Work with pre-allocated arrays and `mul!` when doing FFT

pzimbrod commented 3 years ago

In the docs of AbstractFFTs.jl, it says that it is preferrable to apply the FFT plans to pre-allocated arrays using mul! from the LinearAlgebra package.

As this step is taken for every pass in the network, this should be well worthwile investigating.

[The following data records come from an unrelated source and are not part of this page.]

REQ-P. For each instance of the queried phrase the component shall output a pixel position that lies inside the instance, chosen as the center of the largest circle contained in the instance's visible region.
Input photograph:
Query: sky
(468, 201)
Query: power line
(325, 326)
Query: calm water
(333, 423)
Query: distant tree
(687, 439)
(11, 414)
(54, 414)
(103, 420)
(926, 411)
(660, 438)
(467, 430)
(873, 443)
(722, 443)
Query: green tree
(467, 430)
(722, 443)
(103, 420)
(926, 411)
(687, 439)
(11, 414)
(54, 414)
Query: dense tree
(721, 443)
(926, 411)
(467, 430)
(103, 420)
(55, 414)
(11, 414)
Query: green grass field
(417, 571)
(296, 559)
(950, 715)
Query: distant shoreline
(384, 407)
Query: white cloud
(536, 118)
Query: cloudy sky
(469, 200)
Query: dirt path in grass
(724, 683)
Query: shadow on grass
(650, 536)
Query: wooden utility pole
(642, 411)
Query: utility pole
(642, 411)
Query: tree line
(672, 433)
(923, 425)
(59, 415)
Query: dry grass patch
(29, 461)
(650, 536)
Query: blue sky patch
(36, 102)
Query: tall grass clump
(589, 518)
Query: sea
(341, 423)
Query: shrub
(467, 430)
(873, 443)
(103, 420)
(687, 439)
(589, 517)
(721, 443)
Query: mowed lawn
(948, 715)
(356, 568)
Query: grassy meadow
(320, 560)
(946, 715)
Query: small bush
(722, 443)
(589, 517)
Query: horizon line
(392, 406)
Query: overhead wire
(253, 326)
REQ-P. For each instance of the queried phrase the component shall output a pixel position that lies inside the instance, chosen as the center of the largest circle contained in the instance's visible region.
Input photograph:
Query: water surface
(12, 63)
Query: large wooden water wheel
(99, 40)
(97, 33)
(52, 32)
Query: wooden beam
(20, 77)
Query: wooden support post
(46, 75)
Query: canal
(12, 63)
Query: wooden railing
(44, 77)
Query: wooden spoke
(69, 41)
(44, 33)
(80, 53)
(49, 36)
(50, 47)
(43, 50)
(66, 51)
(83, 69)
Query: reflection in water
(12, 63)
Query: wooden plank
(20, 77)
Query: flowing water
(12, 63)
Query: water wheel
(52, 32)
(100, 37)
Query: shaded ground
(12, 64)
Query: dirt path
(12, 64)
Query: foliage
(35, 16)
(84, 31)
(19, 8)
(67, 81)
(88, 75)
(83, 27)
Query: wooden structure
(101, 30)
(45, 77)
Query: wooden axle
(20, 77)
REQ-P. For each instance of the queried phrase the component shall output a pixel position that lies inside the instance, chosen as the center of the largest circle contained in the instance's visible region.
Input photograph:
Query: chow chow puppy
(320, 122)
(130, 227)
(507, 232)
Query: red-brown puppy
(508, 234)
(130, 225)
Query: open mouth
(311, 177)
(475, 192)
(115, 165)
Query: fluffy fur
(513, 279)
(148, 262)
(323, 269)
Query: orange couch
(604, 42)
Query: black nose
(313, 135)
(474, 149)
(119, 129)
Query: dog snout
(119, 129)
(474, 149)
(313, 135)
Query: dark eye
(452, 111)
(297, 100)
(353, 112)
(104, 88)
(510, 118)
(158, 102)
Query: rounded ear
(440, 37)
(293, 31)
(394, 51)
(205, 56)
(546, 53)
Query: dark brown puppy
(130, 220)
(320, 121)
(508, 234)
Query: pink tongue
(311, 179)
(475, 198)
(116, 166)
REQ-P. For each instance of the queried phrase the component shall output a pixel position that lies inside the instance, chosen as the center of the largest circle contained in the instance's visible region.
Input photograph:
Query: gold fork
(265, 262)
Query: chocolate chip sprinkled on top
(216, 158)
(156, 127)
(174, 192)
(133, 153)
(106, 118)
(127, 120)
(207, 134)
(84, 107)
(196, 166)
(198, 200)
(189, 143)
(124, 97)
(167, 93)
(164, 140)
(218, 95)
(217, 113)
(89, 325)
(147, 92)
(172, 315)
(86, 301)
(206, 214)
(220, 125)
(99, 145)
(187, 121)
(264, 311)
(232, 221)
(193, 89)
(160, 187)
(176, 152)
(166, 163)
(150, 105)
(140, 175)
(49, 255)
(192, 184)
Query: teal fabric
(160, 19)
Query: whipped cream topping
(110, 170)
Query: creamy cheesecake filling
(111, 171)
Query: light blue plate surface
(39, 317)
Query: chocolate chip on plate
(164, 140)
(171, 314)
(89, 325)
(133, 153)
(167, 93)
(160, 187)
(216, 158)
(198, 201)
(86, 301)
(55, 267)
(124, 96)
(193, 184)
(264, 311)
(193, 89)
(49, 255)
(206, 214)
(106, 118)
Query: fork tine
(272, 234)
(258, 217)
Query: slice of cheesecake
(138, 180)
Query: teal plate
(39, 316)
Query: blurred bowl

pzimbrod commented 3 years ago

using Zygote, FFTW, LinearAlgebra, BenchmarkTools

# Create the plans
n = rand(100);
f = plan_rfft(n);
fi = plan_brfft(rfft(n), length(n));

# Create the pre-allocated mutable arrays
pref = Array{Complex{eltype(n)}}(undef, floor(Int, length(n)/2+1));
prefi = Array{eltype(n)}(undef, length(n));

# Benchmarks for the FT

@benchmark f * x
BechmarkTools.Trial: 10000 samples with 585 evaluations.
 Range (min … max):  197.414 ns …   2.603 μs   ┊ GC (min … max): 0.00% … 78.65%
 Time  (median):         226.930 ns                      ┊ GC (median):    0.00%
 Time  (mean ± σ):      250.871 ns ± 164.226 ns  ┊ GC (mean ± σ):  5.91% ±  8.13%

  ▆█▅▃                                                          ▁
  █████▇▇▆▅▆▅▆▅▃▃▁▃▁▄▇▆▆▅▅▅▅▆▁▁▁▁▁▁▁▁▁▁▁▁▁▁▁▁▁▁▁▁▁▁▁▁▁▁▁▁▃▁▃▄▅▄ █
  197 ns        Histogram: log(frequency) by time       1.51 μs <

 Memory estimate: 896 bytes, allocs estimate: 1.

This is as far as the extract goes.